Want to create a website or a mobile app? Start with a prototyping
- A clickable prototype gives you an idea how the product will look like
- During creation of the prototype we carefully design the requirements, remove the excess and probably add essential features in order to streamline the time and costs before the development
- You can show a clickable prototype to your potential clients, investors and partners whilst the working product is not necessary at this stage
- It is simple to give quite a precise estimates of the development costs after the stage of prototyping
- A prototype is a finished product and it can be used as a technical assignment or a part of it
- A prototype can give a clear idea of the product to the team of developers it will help to realize the whole project in details
Why should you start with a prototype?
- Early user acceptance testing
People get a chance to use and experience the solution early in development. This will result in early feedback from the user base, and allows you to implement changes earlier rather than later. The cost of a change in a project increases significantly in later phases of development.
- Realize requirements and constraints that were not previously considered
By simulating some of the functionality of a product, the team may discover side effects, constraints, or additional requirements that were not considered before. This assists in achieving a more complete and robust solution.
- Better cost, time, and complexity estimates
By realizing additional requirements and constraints early, as well as receiving user feedback early, you can make better complexity and time estimates. This results in better cost and time estimates. These estimates impact a range of activities when rolling out a solution to production.
- We tackle smaller or more complex features first
In software development, we speak about slaying the dragon: A single team of heroes attempts to slay a large project (or “dragon”). With software prototyping, we try to make slaying the dragon more like shooting fish in a barrel — we tackle smaller or more complex features first.
HOW WE DO IT?
- Understand the landscape
We must understand the existing technology and business landscape, as well as the future vision and strategy. This is a crucial foundation for developing any solution.
- Identify the core requirements
These are the requirements for the solution. These are usually derived from the ideas at hand, or from the problems you’re attempting to solve. Requirements usually evolve as you learn more.
Determine if something already exists that fits the requirements. Look at competitors or similar solutions. Uncover the details not mentioned in the core requirements. These uncovered details could be a blocker for the solution, or could potentially open the door for better, more valuable features.

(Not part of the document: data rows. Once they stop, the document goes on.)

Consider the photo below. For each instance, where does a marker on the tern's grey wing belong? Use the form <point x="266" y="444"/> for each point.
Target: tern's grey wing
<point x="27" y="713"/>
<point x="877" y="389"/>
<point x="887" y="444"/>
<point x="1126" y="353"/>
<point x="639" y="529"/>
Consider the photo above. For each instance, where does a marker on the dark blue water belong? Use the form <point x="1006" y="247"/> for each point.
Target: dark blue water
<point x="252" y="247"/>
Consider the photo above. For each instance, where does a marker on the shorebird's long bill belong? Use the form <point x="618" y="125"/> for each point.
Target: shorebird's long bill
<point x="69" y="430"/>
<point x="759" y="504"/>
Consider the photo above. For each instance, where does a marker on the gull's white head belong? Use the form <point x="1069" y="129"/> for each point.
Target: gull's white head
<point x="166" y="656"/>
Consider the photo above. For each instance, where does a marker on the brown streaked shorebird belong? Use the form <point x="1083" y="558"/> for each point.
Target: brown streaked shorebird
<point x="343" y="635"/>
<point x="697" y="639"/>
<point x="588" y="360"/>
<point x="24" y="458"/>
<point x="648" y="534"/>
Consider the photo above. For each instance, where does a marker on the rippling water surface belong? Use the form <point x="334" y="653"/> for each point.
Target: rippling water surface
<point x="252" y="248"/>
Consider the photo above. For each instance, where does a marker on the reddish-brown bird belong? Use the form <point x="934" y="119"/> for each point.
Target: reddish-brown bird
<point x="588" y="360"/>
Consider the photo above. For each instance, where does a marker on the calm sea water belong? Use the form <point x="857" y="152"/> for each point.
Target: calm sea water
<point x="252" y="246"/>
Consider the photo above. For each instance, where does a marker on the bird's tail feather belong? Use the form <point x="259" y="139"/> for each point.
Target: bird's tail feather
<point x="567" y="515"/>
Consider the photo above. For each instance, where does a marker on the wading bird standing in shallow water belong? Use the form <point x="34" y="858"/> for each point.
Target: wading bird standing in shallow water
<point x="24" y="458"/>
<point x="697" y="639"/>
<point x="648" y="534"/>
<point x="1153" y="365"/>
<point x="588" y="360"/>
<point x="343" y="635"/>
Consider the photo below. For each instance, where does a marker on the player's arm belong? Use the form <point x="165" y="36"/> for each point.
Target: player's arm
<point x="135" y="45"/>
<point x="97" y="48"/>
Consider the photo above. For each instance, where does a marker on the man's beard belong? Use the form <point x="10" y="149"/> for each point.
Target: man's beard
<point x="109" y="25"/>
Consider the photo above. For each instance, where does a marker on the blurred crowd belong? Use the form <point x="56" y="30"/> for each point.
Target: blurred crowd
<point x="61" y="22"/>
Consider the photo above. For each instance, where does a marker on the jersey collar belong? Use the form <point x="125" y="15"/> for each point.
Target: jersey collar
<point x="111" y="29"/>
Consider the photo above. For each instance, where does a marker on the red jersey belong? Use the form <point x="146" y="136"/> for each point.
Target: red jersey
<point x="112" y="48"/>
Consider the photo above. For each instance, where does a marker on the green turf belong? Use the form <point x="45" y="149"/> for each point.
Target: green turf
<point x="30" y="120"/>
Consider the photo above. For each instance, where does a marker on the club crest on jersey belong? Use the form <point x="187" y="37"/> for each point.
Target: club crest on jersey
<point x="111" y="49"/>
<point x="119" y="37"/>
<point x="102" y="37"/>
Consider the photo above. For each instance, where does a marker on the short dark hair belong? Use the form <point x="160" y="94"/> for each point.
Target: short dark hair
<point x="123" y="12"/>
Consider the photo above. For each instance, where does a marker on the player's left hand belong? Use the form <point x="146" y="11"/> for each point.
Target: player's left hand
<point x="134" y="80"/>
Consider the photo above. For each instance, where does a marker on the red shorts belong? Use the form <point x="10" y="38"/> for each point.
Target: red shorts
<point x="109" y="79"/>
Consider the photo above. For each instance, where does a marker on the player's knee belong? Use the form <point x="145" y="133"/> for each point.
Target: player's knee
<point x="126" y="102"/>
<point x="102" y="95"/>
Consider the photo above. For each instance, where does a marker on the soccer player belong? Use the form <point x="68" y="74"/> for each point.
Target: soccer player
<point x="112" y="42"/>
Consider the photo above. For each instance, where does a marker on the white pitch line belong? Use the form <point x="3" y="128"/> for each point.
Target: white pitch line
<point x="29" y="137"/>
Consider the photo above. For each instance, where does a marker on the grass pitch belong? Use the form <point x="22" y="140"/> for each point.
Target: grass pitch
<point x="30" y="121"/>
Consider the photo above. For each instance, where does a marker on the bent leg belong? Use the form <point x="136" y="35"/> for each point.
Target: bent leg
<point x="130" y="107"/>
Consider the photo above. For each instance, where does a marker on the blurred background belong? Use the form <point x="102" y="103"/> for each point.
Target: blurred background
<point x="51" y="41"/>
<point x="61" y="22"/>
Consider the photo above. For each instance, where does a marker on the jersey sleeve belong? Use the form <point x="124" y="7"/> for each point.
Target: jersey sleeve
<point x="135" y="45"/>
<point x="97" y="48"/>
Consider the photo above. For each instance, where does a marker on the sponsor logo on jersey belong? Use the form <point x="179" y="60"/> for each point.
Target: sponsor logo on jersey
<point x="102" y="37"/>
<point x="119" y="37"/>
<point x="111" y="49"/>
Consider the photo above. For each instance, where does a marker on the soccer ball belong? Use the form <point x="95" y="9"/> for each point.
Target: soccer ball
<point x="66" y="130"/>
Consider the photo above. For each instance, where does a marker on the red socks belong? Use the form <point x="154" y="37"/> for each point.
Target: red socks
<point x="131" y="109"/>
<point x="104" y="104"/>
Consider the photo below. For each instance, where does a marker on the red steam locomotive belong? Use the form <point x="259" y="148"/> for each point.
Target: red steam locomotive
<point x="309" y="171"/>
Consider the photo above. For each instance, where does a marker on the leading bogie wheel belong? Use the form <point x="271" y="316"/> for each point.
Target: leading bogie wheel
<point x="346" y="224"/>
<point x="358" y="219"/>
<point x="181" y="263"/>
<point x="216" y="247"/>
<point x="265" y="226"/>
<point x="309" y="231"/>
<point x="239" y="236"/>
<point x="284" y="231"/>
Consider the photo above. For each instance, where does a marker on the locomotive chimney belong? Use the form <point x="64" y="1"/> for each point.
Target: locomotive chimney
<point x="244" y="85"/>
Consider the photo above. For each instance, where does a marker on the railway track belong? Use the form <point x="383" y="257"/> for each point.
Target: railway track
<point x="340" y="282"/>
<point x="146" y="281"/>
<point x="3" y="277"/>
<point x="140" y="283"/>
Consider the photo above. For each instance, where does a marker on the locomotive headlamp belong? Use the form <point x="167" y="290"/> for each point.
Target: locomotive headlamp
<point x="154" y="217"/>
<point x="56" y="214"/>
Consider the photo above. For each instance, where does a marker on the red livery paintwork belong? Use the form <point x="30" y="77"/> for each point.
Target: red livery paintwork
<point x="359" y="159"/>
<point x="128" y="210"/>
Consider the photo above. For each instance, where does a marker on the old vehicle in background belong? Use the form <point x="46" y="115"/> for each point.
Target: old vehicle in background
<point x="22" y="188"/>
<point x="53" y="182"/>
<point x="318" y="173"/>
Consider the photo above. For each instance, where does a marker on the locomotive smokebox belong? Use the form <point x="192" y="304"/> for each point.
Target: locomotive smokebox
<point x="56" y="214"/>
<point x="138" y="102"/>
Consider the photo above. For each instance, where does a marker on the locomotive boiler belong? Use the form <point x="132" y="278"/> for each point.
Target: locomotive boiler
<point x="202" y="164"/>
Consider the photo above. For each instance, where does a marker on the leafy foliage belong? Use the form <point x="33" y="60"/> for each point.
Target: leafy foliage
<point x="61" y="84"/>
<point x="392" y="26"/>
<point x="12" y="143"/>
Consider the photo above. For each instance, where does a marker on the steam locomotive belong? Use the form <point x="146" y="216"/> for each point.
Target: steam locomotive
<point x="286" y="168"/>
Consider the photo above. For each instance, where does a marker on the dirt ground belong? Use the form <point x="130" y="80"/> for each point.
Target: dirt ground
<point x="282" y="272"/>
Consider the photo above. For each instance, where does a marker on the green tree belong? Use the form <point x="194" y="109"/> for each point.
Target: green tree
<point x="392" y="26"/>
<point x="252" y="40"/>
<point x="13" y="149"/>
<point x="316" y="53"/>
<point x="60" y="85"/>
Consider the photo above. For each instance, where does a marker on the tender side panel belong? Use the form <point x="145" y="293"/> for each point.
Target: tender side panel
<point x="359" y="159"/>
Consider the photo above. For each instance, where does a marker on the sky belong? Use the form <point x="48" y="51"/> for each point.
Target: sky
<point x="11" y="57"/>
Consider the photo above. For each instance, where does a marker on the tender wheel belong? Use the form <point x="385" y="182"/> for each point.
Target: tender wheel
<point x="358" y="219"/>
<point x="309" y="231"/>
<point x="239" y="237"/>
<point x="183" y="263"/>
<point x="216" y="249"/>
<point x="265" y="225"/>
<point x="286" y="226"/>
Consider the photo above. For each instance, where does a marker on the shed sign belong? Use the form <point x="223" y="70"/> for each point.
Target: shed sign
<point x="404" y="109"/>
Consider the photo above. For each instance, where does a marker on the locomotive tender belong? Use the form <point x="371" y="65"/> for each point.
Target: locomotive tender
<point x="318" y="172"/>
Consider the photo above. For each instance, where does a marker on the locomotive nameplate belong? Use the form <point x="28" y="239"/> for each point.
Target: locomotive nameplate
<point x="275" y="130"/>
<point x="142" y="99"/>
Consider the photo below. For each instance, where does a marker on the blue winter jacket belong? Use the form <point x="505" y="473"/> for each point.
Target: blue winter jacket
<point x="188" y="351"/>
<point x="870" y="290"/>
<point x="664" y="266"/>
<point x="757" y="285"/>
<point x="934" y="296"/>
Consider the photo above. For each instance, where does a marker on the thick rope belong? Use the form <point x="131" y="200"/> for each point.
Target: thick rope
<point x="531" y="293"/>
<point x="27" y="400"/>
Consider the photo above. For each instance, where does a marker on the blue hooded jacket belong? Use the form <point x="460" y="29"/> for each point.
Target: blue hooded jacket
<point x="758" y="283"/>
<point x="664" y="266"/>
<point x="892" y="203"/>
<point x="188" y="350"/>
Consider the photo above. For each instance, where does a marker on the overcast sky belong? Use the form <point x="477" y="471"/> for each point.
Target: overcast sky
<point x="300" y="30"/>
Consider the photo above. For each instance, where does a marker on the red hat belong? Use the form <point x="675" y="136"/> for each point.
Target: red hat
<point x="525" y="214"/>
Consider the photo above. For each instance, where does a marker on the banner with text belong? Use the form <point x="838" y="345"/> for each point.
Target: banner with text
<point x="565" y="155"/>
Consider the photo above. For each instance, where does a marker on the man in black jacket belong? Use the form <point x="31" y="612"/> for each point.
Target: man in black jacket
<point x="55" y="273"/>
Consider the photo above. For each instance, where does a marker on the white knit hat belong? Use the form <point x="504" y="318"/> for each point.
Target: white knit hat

- Develop an initial prototype
Prototype the features that are important and have high impact. This depends on the goal of the prototype. If complicated features with unknown possibilities exist, then tackle these first. If there are many simple features, try to simulate an experience across all these features without delving into the complexity in each.
- Evaluate and review the prototype
You should review the developed prototype with the target user group and relevant stakeholders. Some prototypes could even be released to production for evaluation.
The performance of the features and usability should be evaluated and measured both quantitatively and qualitatively. This means that you gain some knowledge from measurable numbers, and other info from human intuition and observation.
- Revise and Enhance the Prototype
After reviewing the feedback from the prototype, you gather information. Then you can make enhancements and changes.
If unknowns still exist, repeat the above process. In fact, even with solutions in production, this process can be harnessed to test new ideas for the solution.
Advantages of prototyping
- Reduced time and costs
By exploring the requirements and constraints, we can better estimate the upcoming effort.
- Improved and increased user involvement
User involvement is important. Prototypes clear up misconceptions and expectations, and they assist in gathering user feedback from early stages of development.
- Quality assurance
Realize oversights, additional requirements, and constraints.
Without being brave enough to explore the crazy ideas, an organization can easily stagnate.